Жекки даже удивилась тому, что он спрашивает. Ну, конечно, само собой, ей неимоверно, непередаваемо мало того нескромного любопытства, которое она вызывала на бале. Мало потому, что, в сущности, это нелепое торжество оказалось ей вовсе не нужным. Она с самого начала понимала, что своим успехом целиком обязана Грегу, что среди всех, кто видел ее, он один по-настоящему не был слеп, не говоря о том, что только он один был по-настоящему смел. Но ее это не удивляло, потому что она знала Серого, и ей не хотелось благодарить его.
Возможную признательность охлаждали неостывшие воспоминания о последней встрече с волком. К тому же, Жекки сильно смущало странное спокойствие, с которым Грег рассказывал о своих недавних житейских намерениях. А как же полнолуние? И как быть с их последней встречей в лесу? Может быть, он нарочно избегает напоминать о своей жестокости? Или, став человеком, действительно напрочь забыл обо всем, что с ним происходило в волчьем обличье? Может быть, наконец, он ждал случая заговорить с ней об этом, а пока всего лишь по своему обыкновению предавался мелкому подтруниванию? И хотя узнать истину не помешало бы, Жекки была слишком обескровлена тем настоящим разочарованием, которое терзало ее, чтобы пытаться сейчас разбираться в странностях Грега.
Долгое время она не догадывалась, что вся ее кипучая радость, продолжавшаяся от вскрытия посылки до входа в бальную залу, на самом деле связывалась не столько с балом, сколько с ожиданием Аболешева. И как только эта радость, — пусть и вызванная самообманом, взлелеянная самовнушением, но от того не менее подлинная, — была уничтожена, вместе с ней исчезло все очарование торжества, все надежды на возвращение душевного покоя и, в конечном счете — все потаенные надежды на прежнюю жизнь. Появление Грега-Серого утешало, успокаивало, но уже не могло заменить исчезнувшей радости, потому что и сам Серый был уже не тот милый сокровенный друг, каким она его знала с детства. И возможно, именно поэтому Жекки так нуждалась теперь именно в Аболешеве, так требовательно искала среди множества лиц его потускневшие аквамариновые глаза, так стремилась именно сейчас вернуть его утраченную близость. Без него, как оказалось, радости для нее не существовало уже ни в чем и ни с кем.
— Мало, — словно бы повторила Жекки вслед за Грегом, прервав продолжительную задумчивость.
— Я должен был догадаться. — В глазах Грега вспыхнул и быстро погас тяжелый, знакомый блеск, по губам пробежала холодная усмешка, коротко вздернув тонкую щетину усов. — Правда, от завышенных ожиданий всегда мало толка.

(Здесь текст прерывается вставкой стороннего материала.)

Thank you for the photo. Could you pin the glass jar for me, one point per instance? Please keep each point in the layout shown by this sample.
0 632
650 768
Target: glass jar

И вы, дорогая моя, теперь всего-навсего пожинаете их плоды.
Жекки нечего было возразить. «А может, он обманывал меня, когда говорил, что собирался уехать, что забыл о своем заказе и прочее, а на самом деле все время помнил и хотел только одного — нежданным подарком загладить вину, не забывая о ней ни на минуту? Да еще наверняка и ждал немалой награды за эту участливость».

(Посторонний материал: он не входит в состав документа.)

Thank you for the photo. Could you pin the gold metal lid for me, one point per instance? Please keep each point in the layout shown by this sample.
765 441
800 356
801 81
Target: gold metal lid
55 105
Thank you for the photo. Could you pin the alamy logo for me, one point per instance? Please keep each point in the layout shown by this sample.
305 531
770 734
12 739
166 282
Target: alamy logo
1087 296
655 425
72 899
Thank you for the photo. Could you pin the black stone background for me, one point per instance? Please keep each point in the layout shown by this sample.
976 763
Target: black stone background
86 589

Жекки зябко повела плечами, невольно улыбнувшись. Эта догадка показалась ей самой обоснованной и почему-то самой приятной. «И ведь, дурашка такой, ни за что не сознается, потому что… как говорил про него Матвеич, „горд как шотландец“. Ну что же, будь по-вашему, мистер гордец. Пусть моя холодность послужит вам добрым уроком».
— Не удивляйтесь мне, Грег, — добавила она, чувствуя, как непроизвольно смягчается ее голос и влажная поволока окутывает дымкой глаза, — я ужасно проголодалась, и естественно не могу думать ни о чем на свете кроме еды. Поэтому мне всего мало. Полагаю, вы лучше меня знакомы с чувством голода, если только ваша лесная жизнь остается у вас в памяти.

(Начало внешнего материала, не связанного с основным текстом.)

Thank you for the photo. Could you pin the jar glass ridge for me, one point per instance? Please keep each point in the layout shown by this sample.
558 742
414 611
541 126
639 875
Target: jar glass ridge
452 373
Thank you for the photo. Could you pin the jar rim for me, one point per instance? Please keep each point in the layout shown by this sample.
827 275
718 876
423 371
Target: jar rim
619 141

— Дорогая Жекки, — сказал он, небрежно распахнув перед ней дверцу автомобиля, — к сожалению, в моей памяти остается чересчур много лишнего.
Он усадил ее почему-то на заднем сиденье, отошел к капоту машины, снимая на ходу фрак. Жекки уставилась во все глаза. Грег методично переодевался. Поверх сияющей белоснежной рубашки и отливающего перламутром жилета он надел жесткую кожаную куртку, на голову натянул кожаный круглый шлем, на руки приладил толстые перчатки с крагами. И уже сев за руль, и обернувшись все с той же обидной небрежностью, бросил ей на колени свернутый толстый плед.
— Вот, укройтесь получше. Мы поедем ужинать в такое место, куда уже много лет не ступала нога ни одной женщины.
— Лишь бы нас не оставили там голодными, — заметила она, чуть-чуть насторожившись по поводу его полной шоферской экипировки.
— Ручаюсь, что не оставят, — успокоил ее Грег.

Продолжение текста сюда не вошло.